FERNANDO HADDAD (PT)

PREVIDÊNCIA

● O programa aposta na retomada da arrecadação, através da criação de empregos e combate à sonegação, para equilibrar as contas da Previdência. Passou a admitir a necessidade de “reformas estruturais” na área fiscal e prega que todas União, Estados e municípios tenham as mesmas regras.

 

EMPREGO

● Promete revogar a reforma trabalhista aprovada no governo Temer e substituí-la por um “Estatuto do Trabalho”. O plano diz que a lei seria feita “de forma negociada”, sem dar detalhes.

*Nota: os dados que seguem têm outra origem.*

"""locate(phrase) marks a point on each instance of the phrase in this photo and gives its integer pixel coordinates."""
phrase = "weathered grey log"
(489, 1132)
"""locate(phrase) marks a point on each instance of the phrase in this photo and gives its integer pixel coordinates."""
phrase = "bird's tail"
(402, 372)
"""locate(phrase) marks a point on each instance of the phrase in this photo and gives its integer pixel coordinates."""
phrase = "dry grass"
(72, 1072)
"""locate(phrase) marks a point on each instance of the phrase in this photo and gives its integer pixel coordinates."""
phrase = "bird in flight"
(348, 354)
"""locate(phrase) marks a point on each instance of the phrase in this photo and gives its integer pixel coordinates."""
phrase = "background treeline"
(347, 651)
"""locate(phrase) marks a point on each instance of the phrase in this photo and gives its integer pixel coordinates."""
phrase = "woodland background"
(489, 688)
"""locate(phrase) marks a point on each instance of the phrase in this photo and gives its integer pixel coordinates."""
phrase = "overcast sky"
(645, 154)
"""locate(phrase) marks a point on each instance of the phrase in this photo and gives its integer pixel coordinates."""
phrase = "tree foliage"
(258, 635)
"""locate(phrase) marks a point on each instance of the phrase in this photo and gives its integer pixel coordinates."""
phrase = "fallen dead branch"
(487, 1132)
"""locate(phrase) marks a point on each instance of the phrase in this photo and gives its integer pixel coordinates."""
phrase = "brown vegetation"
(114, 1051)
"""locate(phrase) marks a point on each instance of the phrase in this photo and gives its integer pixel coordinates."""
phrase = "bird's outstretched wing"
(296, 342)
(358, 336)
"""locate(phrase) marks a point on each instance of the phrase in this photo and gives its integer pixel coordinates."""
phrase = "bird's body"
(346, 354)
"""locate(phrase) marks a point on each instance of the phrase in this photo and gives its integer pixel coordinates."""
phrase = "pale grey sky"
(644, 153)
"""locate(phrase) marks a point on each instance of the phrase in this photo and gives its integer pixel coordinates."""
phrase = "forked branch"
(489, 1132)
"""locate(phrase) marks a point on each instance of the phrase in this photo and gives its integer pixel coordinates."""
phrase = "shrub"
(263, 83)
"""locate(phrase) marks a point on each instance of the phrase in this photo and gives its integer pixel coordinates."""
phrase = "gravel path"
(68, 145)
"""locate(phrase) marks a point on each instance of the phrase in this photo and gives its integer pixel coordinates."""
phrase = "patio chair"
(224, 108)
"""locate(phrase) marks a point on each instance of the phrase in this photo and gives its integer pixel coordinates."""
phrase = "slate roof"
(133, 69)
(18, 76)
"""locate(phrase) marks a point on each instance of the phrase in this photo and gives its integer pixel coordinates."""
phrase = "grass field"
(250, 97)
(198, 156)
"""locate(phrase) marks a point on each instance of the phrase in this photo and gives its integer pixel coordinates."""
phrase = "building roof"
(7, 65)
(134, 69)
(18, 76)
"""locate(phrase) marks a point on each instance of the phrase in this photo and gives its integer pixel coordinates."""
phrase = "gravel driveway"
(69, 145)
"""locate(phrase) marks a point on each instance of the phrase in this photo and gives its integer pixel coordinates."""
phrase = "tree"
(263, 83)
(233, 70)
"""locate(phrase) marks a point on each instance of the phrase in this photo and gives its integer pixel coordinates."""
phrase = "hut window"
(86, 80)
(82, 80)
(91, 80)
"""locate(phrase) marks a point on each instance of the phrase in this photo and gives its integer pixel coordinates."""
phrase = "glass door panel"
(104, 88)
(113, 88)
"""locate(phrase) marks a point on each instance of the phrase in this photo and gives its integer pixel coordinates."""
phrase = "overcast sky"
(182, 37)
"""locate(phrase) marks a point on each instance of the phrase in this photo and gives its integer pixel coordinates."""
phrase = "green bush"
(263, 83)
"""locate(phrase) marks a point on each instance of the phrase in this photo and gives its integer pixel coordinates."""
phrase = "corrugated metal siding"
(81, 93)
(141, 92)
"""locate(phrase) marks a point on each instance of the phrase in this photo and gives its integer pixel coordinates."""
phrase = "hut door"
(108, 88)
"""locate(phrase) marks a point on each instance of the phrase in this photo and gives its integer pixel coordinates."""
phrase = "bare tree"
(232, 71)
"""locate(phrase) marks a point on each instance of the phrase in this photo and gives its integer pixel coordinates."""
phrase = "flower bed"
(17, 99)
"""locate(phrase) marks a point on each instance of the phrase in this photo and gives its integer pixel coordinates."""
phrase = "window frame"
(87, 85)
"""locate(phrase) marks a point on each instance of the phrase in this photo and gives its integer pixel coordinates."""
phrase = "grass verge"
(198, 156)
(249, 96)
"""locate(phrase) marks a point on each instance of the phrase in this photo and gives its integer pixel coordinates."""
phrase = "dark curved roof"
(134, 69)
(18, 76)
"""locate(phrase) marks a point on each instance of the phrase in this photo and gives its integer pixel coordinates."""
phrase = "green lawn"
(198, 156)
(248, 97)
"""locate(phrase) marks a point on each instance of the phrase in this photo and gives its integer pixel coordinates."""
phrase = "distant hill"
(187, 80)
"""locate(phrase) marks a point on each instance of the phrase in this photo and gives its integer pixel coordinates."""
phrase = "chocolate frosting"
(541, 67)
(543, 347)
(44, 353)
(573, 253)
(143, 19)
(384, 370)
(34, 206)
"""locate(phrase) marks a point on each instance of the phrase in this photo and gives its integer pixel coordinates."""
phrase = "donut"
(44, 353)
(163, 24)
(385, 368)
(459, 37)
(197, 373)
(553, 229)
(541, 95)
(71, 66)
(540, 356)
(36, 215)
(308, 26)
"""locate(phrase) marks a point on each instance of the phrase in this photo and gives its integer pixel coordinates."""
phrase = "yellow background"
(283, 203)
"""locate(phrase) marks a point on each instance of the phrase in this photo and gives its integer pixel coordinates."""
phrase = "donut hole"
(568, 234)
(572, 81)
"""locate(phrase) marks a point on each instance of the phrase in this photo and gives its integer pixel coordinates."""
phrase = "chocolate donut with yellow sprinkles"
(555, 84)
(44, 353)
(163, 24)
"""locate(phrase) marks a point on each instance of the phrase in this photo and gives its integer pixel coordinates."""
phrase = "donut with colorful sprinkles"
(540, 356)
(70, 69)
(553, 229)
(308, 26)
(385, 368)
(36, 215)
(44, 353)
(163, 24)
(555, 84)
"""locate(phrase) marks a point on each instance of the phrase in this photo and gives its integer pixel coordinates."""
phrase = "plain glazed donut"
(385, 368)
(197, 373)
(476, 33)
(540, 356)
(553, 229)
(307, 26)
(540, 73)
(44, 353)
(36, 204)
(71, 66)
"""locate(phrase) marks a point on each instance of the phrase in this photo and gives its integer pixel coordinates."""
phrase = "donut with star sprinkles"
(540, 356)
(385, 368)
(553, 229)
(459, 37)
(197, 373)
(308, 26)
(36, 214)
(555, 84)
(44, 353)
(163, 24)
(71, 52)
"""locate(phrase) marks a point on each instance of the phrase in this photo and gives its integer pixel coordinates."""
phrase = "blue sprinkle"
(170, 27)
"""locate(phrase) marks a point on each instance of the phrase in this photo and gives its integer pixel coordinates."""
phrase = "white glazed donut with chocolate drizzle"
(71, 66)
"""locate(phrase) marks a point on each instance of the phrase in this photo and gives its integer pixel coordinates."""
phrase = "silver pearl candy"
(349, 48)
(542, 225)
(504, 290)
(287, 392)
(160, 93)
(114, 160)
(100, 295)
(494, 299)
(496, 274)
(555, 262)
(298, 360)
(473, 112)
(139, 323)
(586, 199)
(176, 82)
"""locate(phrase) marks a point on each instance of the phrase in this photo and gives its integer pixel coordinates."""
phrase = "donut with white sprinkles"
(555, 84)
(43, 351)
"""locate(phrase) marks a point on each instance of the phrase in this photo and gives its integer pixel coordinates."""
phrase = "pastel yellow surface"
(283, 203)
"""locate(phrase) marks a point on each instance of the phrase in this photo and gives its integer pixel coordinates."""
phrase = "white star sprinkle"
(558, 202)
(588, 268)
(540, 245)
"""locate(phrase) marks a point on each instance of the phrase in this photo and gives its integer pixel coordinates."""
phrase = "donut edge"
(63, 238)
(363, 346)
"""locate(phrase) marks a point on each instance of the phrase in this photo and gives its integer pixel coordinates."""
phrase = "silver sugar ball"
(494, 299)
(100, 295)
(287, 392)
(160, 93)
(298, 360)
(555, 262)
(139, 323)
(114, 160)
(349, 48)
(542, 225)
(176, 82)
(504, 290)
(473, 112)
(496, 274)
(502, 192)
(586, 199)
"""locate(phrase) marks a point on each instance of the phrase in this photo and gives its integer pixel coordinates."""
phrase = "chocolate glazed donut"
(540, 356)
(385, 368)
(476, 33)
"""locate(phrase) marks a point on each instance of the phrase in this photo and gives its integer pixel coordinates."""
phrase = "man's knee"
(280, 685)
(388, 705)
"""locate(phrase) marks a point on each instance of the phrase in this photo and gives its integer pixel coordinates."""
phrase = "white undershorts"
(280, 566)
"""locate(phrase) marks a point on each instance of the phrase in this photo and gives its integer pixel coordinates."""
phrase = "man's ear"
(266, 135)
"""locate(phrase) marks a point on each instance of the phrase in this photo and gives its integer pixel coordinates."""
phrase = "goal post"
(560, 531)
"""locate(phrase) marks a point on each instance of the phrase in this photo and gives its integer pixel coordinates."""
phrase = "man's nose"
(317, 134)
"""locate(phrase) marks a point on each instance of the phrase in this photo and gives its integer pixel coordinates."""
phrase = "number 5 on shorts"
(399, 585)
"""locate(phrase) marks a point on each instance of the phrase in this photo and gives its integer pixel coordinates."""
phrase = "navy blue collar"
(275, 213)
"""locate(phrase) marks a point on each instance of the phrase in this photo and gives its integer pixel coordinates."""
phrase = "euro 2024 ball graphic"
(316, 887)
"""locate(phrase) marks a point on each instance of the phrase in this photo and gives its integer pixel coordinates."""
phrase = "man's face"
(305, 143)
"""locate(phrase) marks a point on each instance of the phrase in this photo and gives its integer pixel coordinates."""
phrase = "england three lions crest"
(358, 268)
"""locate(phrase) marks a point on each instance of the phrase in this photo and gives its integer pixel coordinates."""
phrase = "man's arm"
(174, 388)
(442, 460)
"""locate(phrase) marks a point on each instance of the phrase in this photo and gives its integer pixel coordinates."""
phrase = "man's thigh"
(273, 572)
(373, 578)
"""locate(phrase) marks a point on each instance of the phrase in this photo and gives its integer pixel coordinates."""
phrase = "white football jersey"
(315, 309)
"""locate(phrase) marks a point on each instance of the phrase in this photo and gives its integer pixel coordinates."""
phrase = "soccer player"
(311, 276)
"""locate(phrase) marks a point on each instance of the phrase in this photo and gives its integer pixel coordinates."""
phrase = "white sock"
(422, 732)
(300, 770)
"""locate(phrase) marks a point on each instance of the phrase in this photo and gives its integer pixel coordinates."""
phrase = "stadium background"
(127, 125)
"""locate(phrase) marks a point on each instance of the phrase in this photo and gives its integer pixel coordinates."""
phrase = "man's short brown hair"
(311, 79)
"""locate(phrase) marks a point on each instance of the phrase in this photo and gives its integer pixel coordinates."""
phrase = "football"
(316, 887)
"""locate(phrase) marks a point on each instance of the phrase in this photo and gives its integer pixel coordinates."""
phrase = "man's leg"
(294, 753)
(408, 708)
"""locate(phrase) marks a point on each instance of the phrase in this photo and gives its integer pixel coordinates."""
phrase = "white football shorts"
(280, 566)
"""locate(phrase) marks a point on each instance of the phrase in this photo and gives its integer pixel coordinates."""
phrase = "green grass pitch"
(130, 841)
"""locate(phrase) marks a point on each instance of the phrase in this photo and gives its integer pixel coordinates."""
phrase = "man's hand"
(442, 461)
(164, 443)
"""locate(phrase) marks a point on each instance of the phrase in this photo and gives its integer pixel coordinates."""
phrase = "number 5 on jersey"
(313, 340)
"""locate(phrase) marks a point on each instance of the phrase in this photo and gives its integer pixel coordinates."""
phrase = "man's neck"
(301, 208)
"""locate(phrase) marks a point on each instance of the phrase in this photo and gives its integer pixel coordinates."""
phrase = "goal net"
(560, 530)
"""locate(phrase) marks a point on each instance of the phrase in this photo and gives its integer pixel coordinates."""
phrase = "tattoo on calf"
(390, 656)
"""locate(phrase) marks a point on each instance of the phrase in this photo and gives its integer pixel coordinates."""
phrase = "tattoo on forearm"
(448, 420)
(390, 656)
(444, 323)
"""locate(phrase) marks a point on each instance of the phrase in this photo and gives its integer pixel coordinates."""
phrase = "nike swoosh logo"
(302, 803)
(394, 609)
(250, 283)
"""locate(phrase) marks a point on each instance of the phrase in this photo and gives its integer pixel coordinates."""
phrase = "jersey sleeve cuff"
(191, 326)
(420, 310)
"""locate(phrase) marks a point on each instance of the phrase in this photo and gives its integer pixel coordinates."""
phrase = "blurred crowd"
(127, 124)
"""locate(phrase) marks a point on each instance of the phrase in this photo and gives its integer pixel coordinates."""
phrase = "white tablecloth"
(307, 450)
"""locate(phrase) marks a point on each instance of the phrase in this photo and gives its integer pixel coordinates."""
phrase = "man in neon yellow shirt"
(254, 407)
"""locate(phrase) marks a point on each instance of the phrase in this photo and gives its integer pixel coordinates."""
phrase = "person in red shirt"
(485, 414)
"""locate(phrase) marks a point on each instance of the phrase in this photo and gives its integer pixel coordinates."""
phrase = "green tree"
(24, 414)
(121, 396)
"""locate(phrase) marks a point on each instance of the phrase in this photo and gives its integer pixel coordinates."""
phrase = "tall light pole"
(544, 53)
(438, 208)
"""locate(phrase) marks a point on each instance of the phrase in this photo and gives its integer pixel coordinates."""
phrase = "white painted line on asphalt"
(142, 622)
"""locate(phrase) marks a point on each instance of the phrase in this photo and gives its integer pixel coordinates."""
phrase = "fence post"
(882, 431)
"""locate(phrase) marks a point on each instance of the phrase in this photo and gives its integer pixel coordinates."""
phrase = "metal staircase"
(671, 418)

O sistema de qualificação de trabalhadores seria reformado e os sindicatos, valorizados.

 

DIPLOMACIA

● O plano de Haddad propõe retomar a aproximação com países latino-americanos e da África, a chamada cooperação “sul-sul”, e fortalecer o BRICS, grupo que o Brasil integra com China, Rússia, Índia e África do Sul – citando a necessidade de o País sediar o fundo monetário do grupo.

 

INOVAÇÃO

● No capítulo que trata de investimentos em ciência, tecnologia e inovação, Haddad fala na “remontagem” de uma rede de colaboração que conecte universidades e centros de pesquisa públicos e privados, e na ampliação do sistema de financiamento da área, com recursos do pré-sal.

 

SAÚDE

● Além da regionalização de redes de atendimento, uma de suas principais propostas, fala em implantar um sistema universal de prontuários eletrônicos – também prometido pelo oponente. Promete mudar a lei que trata da terceirização da gestão para organizações sociais, sem entrar em detalhes.

 

ENERGIA

●Haddad coloca a questão energética dentro da área de sustentabilidade e fala em interromper privatizações no setor, além de fazer com que a Eletrobrás se torne um vetor de expansão da geração e transmissão. Propõe impulsionar a geração de pequeno porte em casas e indústrias.

 

ÁREA SOCIAL

● Haddad promete reforçar investimentos no Bolsa Família, para incluir famílias em condição de pobreza que tenham sido excluídas, e a outros programas sociais criados nos governos Lula e Dilma, como o Minha Casa Minha Vida e uma política nacional de segurança alimentar.